Autour de la ville industrielle de Donetsk, le charbon affleure à une dizaine de mètres sous le sol. « Dans notre village, on trouve plus de cinquante kopankas, des mines illégales, précise Volodia, et la police ne fait rien, car tout le monde profite du système ». Malgré des déclarations de façade, l’administration n’a aucune intention de sévir. « Le charbon extrait des kopankas est revendu à bas prix aux mines d’État, puis intégré à la production officielle, ce qui permet aux autorités de faire des bénéfices conséquents, explique Myjhaïlo Volynets, le chef d’un syndicat indépendant de mineurs, le gouvernement exploite la misère du peuple pour se remplir les poches ».

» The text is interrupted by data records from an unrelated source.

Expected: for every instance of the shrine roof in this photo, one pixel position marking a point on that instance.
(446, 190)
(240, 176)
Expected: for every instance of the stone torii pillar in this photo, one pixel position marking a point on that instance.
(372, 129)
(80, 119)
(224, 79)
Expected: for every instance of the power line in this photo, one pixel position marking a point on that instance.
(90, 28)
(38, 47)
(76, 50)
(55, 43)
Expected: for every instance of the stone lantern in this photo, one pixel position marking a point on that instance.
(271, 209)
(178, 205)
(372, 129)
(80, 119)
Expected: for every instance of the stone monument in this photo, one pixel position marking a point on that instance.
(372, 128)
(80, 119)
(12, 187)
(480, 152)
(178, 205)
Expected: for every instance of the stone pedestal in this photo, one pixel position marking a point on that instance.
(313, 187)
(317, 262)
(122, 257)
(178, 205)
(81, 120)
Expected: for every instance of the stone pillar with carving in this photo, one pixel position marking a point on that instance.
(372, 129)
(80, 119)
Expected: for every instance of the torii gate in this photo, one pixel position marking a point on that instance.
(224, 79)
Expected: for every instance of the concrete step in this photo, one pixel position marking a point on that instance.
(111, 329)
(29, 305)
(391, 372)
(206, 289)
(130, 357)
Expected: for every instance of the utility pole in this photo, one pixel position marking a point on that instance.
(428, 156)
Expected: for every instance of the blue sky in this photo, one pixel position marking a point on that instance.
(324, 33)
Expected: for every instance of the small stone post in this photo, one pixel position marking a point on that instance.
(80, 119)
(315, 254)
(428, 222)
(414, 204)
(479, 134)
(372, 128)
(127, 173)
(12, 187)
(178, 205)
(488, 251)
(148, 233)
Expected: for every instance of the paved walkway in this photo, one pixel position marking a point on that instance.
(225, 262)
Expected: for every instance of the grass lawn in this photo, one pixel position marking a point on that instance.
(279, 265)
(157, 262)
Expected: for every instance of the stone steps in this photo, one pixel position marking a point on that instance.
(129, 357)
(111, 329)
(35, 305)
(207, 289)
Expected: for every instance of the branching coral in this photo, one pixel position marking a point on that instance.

Des pelles, des pioches, quelques rondins de bois pour soutenir les galeries, l’équipement des mineurs est souvent rustique et les risques nombreux. Les services de secours estiment qu’environ 300 personnes meurent chaque année dans les mines ukrainiennes. « Les mines illégales ne sont pas assez profondes, les couches de terre et de roche ont tendance à s’affaisser et à ensevelir des galeries », raconte un sauveteur. Les accidents dans ces mines illégales ne font que rarement la Une des médias, les autorités préférant rester discrètes. « Mon père était maire de Zuyevka, il a voulu y interdire les kopankas, raconte Sacha Ponomarenko. Pour le faire taire, la police l’a accusé de corruption, il a été emprisonné et il est mort avant son procès ». Le président Viktor Ianoukovitch soutient que l’Ukraine doit augmenter sa production de charbon pour réduire la dépendance vis-à-vis du gaz russe. Une stratégie énergétique qui devrait favoriser l’essor des mines illégales dans le bassin du Donbass et enrichir un peu plus ceux qui protègent le trafic.